È il giorno dei ringraziamenti e della riconoscenza per il ministro Speranza «che ha gestito questi due lunghissimi anni», per i tecnici del Cts «che ci hanno accompagnato nelle decisioni con la forza dei dati», per gli italiani che «hanno mostrato altruismo, pazienza e alto senso civico». I dati dicono che i vaccini «hanno risparmiato 80 mila decessi solo nel 2021». Grazie quindi alla struttura del generale Figliuolo la cui nomina «ha segnato senza dubbio una svolta nella lotta alla pandemia». Grazie al governo precedente, al Parlamento e alle regioni – e al ministro Gelmini – «con cui ha funzionato un rapporto altamente collaborativo». Dopodiché il virus circola e presso il ministero della Salute resta operativa la struttura che monitorerà l’andamento delle curve e pronta ad intervenire se sarà nuovamente necessario.
Unica nota di dissenso, nel cdm, è stata la Lega che avrebbe voluto togliere da subito il green pass anche nei ristoranti al chiuso. Il ministro Garavaglia ha promesso una richiesta danni per 500 milioni al ministro Speranza. «Sono curioso di sapere come il ministro può quantificare le perdite in 500 milioni. Comunque il Cdm è andato bene». Anzi, “tranquillo”. Il tema oggi è purtroppo la guerra. Rispetto alla quale occorre tenere nervi saldi, mente lucida, cercare la via della pace – «che al momento Putin non vuole» – e sostenere in ogni modo famiglie e imprese. Il governo crede di aver trovato alcune risposte per l’immediato. Saranno discusse oggi pomeriggio in un nuovo Consiglio dei ministri. È chiaro che non c’è solo il taglio di 15 centesimi alla pompa del costo della benzina. «Per quello che riguarda le materie prime (che stanno costringendo alcune filiere a chiudere, ndr) ci sarà un piano di diversificazione per l’approvvigionamento. Per le famiglie ci sarà un intervento per calmierare i prezzi». Draghi li definisce «provvedimenti adeguati, almeno a questo momento».
Quindi non ci sarà oggi alcuno scostamento di bilancio, che invece tutti i partiti chiedono a gran voce. Inutile definire il mezzo se prima non sono stati chiariti gli obiettivi. «Certo – ammette il premier – la situazione è di grande incertezza e con molta volatilità dei prezzi.
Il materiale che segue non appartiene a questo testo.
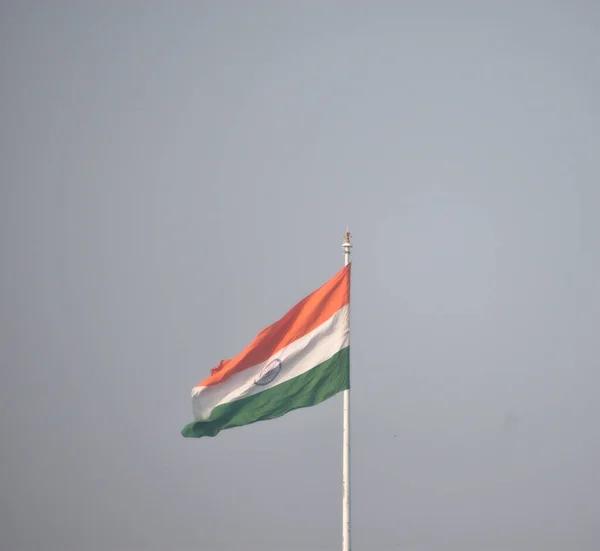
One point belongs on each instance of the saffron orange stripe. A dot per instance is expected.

Aspettiamo il Def che è stato anticipato a fine marzo per avere il quadro macroeconomico ma nessuno al momento parla e vede una recessione». Anzi, obiettivo del governo è esattamente il contrario: tutelare il più possibile la crescita.
Per questo è importante la riunione di stamani con i primi ministri di Grecia, Spagna e Portogallo. «Una riunione – spiega Draghi – per coordinarsi meglio in vista del vertice Ue della prossima settimana». Due gli obiettivi del governo italiano su cui cerca di avere la massima collaborazione: il tetto europeo al prezzo del gas; il distacco del costo dell’energia elettrica (meno cara) rispetto a quello del gas. Individuare soluzioni senza lamentarsi prima del necessario.